Traditionally, courts have differentiated between contact and noncontact sports in determining a female's right to participation. A school may refrain from offering a contact sport for females if the reasoning is not based on an archaic, paternalistic, overbroad view of women. Courts are hesitant to mandate the creation of new teams, but most have no problem ordering that qualified females be allowed to play on exclusively male teams.
Title IX was passed in 1972. Since that time, the number of female athletes in intercollegiate sports has increased from 30,000 to about 150,000 in 2003. However, the law has not been universally applauded.
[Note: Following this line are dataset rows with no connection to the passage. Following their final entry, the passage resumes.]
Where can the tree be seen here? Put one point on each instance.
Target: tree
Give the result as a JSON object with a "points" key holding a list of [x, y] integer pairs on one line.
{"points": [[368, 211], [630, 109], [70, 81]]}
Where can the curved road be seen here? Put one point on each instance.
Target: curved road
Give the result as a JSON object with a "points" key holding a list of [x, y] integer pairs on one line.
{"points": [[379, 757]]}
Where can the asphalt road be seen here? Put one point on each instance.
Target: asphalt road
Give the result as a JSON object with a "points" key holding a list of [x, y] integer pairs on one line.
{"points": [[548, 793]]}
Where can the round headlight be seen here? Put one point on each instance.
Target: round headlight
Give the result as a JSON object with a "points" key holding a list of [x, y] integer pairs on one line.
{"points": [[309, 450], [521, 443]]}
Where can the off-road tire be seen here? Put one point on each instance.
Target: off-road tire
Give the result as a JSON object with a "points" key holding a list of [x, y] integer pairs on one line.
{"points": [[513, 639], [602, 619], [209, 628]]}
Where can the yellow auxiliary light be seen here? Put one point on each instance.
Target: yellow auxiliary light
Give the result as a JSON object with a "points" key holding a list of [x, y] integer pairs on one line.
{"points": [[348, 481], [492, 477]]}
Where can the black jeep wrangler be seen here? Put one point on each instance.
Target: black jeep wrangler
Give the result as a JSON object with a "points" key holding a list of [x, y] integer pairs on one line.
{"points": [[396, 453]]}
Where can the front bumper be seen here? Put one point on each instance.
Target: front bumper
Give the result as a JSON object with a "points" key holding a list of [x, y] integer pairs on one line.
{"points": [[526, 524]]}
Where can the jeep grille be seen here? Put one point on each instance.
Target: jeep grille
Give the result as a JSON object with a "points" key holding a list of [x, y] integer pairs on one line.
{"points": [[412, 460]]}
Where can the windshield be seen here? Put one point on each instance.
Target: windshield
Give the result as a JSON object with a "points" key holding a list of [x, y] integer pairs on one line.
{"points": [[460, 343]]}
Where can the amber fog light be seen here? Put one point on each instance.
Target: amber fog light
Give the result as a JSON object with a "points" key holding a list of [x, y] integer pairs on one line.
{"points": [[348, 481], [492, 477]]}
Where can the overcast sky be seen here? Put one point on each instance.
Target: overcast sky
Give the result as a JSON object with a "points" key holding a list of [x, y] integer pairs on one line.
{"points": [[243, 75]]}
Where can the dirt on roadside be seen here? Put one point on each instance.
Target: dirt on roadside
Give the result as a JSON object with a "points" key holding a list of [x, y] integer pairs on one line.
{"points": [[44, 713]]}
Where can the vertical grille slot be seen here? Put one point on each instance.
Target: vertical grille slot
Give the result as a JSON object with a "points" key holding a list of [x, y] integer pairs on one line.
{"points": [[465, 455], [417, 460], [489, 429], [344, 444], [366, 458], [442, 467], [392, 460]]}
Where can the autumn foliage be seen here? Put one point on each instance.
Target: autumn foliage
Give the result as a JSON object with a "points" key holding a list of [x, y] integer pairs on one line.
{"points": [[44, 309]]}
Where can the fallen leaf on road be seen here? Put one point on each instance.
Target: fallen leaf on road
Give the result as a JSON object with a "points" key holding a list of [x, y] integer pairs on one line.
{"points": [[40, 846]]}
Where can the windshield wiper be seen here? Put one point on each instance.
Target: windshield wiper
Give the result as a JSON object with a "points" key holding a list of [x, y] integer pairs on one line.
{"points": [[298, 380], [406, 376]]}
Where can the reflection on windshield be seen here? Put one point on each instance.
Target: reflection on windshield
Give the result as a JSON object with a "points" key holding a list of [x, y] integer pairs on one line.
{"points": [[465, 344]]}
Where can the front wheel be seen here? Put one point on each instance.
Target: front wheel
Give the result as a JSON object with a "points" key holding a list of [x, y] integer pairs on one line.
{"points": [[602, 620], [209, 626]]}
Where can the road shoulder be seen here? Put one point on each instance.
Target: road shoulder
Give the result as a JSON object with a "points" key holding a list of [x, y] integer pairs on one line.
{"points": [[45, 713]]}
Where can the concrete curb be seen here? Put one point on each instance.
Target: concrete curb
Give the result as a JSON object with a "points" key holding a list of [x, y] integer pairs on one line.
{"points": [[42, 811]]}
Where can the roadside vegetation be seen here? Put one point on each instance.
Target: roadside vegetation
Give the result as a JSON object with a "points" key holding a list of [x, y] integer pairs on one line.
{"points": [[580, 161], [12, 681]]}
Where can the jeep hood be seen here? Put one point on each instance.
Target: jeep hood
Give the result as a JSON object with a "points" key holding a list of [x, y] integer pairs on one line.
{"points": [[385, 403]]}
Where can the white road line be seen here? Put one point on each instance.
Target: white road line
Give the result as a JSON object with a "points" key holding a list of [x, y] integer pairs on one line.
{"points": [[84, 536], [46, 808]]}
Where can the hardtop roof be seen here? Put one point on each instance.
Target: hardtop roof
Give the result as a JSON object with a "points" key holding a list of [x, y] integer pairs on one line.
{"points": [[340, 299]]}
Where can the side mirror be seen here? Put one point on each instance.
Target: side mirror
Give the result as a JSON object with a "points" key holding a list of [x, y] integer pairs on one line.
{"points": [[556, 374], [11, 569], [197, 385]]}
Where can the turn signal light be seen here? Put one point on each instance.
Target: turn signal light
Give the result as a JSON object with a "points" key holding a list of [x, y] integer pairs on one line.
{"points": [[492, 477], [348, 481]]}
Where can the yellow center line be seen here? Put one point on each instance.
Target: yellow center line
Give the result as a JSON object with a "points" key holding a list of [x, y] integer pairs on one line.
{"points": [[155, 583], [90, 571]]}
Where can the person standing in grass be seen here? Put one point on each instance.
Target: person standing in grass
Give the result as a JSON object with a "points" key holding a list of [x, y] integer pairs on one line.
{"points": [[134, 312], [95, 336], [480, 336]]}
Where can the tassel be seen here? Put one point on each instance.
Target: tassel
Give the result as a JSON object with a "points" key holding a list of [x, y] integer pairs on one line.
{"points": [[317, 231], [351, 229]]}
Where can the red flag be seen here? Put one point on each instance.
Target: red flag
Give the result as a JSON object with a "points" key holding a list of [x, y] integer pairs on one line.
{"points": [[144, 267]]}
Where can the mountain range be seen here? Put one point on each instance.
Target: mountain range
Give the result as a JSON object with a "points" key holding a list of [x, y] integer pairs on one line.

Several schools have cut minor men's programs, such as wrestling, swimming, and track, in order to comport with the ratios required under Title IX. Although advocates of Title IX dispute that the law is the sole reason for these programs being cut, coaches and other supporters of the minor men's programs have protested that Title IX is unfair to the male athletes involved in these sports.
In 2003, the Commission on Opportunity in Athletics, which was assembled by Secretary of Education Rod Paige, submitted a report to Paige suggesting that Title IX needed reform. The report suggested that the reform was necessary to save some men's sports in order to preserve men's opportunities to participate in athletics. The report was met with vocal opposition. Two women on the commission filed a minority report with Paige, and the president of the NCAA voiced his disapproval of the suggestions in the commission's report.
In addition to claims based on Title IX, sexbased classifications by publicly funded entities are also subject to equal protection claims. Courts review such claims under an intermediate standard of review. Specifically, a sex-based classification must serve an important government interest and must be substantially related to the achievement of that interest. High school girls in Arkansas used the Equal Protection Clause of the FOURTEENTH AMENDMENT to abolish a school rule that limited the girls' basketball games to half-court play. In Dodson v. Arkansas Activities Association, 468 F. Supp. 394 (1979), a federal district court in Arkansas ruled that the half-court rule deprived the girls of their equal protection rights because it was based solely on tradition and not on any supportable sex-based reason.